I'd say not capitalising on one of their greatest games is another huge failure as well..(HL3)
Not to defend them at all, but the longer it took to plan HL3, the longer it became a sounder business decision to just not do it for risk of not living up to the hype.
Duke Nukem Forever is one example of this.

But Black Mesa is a counterexample; they still haven't released Xen last time I checked, but everything they have released far exceeds expectations. Maybe Valve should pay that group to finish the HL series.

The first three maps of Black Mesa: Xen were just released a few weeks ago, actually.

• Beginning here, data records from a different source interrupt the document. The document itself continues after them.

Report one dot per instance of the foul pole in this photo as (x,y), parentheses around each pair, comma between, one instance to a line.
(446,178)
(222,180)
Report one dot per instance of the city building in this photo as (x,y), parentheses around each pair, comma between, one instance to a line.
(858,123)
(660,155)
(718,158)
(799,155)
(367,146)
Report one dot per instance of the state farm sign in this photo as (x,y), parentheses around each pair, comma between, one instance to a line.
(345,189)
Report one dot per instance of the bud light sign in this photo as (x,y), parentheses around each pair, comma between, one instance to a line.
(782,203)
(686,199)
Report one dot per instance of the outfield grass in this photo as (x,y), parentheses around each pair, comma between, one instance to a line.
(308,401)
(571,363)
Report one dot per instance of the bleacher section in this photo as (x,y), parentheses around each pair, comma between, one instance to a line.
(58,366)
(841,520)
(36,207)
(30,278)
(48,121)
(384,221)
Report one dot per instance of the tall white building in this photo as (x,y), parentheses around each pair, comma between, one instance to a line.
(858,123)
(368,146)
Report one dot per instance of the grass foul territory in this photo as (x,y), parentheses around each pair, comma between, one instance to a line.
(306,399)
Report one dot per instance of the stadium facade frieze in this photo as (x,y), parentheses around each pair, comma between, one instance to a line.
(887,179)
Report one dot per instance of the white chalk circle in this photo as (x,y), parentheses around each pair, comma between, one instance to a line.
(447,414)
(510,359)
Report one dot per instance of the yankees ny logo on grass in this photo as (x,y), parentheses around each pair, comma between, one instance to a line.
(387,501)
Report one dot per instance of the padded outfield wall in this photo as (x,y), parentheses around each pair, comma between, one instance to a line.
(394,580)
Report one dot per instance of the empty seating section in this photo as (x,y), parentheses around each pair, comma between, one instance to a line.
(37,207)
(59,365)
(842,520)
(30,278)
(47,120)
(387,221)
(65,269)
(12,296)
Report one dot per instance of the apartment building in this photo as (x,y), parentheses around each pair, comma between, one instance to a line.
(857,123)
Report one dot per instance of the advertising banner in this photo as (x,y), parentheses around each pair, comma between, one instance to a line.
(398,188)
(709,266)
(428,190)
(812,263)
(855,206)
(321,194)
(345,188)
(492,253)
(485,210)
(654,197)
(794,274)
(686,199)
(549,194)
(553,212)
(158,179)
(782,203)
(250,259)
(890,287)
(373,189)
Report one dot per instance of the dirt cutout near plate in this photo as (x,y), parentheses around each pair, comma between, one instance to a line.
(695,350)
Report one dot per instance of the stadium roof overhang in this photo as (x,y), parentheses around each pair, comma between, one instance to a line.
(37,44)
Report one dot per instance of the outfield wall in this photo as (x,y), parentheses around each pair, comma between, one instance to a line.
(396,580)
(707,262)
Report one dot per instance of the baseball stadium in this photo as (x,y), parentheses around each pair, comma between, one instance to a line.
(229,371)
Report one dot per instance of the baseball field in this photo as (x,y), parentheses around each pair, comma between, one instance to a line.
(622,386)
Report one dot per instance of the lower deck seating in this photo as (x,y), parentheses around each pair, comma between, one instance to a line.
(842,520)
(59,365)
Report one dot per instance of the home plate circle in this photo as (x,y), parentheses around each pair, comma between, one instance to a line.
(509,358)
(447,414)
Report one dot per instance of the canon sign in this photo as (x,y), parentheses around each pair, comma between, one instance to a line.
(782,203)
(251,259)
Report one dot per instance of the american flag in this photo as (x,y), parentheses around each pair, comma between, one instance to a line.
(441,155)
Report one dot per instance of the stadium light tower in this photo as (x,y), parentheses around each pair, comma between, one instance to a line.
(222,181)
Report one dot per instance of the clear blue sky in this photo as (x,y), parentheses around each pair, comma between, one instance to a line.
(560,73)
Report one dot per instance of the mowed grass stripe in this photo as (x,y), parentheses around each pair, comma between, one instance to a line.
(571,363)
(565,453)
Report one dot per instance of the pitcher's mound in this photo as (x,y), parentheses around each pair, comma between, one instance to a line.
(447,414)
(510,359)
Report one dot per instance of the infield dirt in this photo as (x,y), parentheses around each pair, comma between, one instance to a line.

https://www.youtube.com/watch?v=IzR3vllw6O0

You could say that about anything though.
Depends on how much you have to lose. Valve has a lot, and what they could win is a drop in the ocean next to "the steam tax". The icing on the cake is that there is value for them in competing less with those who publish on steam.
I don't buy that they can't figure out how to make a game that's at least as compelling as its predecessor.
HL3 would have brought attention for sure but you are selling dota a bit short here. Personally I bought in day 1 to artifact based solely on how much I love dota. I have spent hundreds on dota cosmetics, battle passes, etc. Artifact failed because the game just was not fun to play at all. If the pricing scheme was the issue people still would pay money for a game they can't get enough of.
Might be because valve didn't invent dota, it was a warcraft 3 custom game that they basically ported. Game design might not be in their blood.
The longer they spent since last HL2 episode the more DNF the case became, and after few years it was certainly better to not make HL3 because it would fail horribly.
Them getting crushed by this is poetic justice of sorts.
Pricing may have been a part of it but what did it for me was that it looks really complicated. I haven't played it so maybe it isn't but I am sure that just looking complicated kept a lot of people like me away from it.
Nobody asked for a Valve card game.

We're all waiting for a '3' of any of their franchises.

"Nobody asked for" is an unproductive meme that gets parroted all too often. No one asked for Half-Life or Portal or DotA or even MtG either.
DotA was a well established Warcraft 3 custom game with the same name before Valve copied it.
Right, DotA was a mod no one asked for.

Portal was actually a similar thing. It started as a student game called Narbacular Drop. Valve hired that team, who turned the concept into Portal.

Likewise they hired Icefrog from DotA to work on DotA 2.

That's a good strategy.

It's an excellent strategy. To add to your examples: Team Fortress was originally a Quake mod, and Valve hired its creators to head Team Fortress 2's development. Counter-Strike was originally a Half-Life mod before Valve bought the rights and made CS:S, then CS:GO.
Nobody asked for the '1' of their franchises. It worked out well tho.
I get the point, and it is true to an extent that the best products/games are ones that people didn't even know they wanted (the original ipod being a good example), but this faith in valve is misplaced at this point. half life was an incredible achievement, but it was released over twenty years ago. the last great original title (imo) created by valve was left 4 dead, released over a decade ago. I definitely like steam better than any of the other distribution platforms, but in terms of actual games, they haven't done much worth talking about in the last ten years; they're just playing out the endgame on their old IP.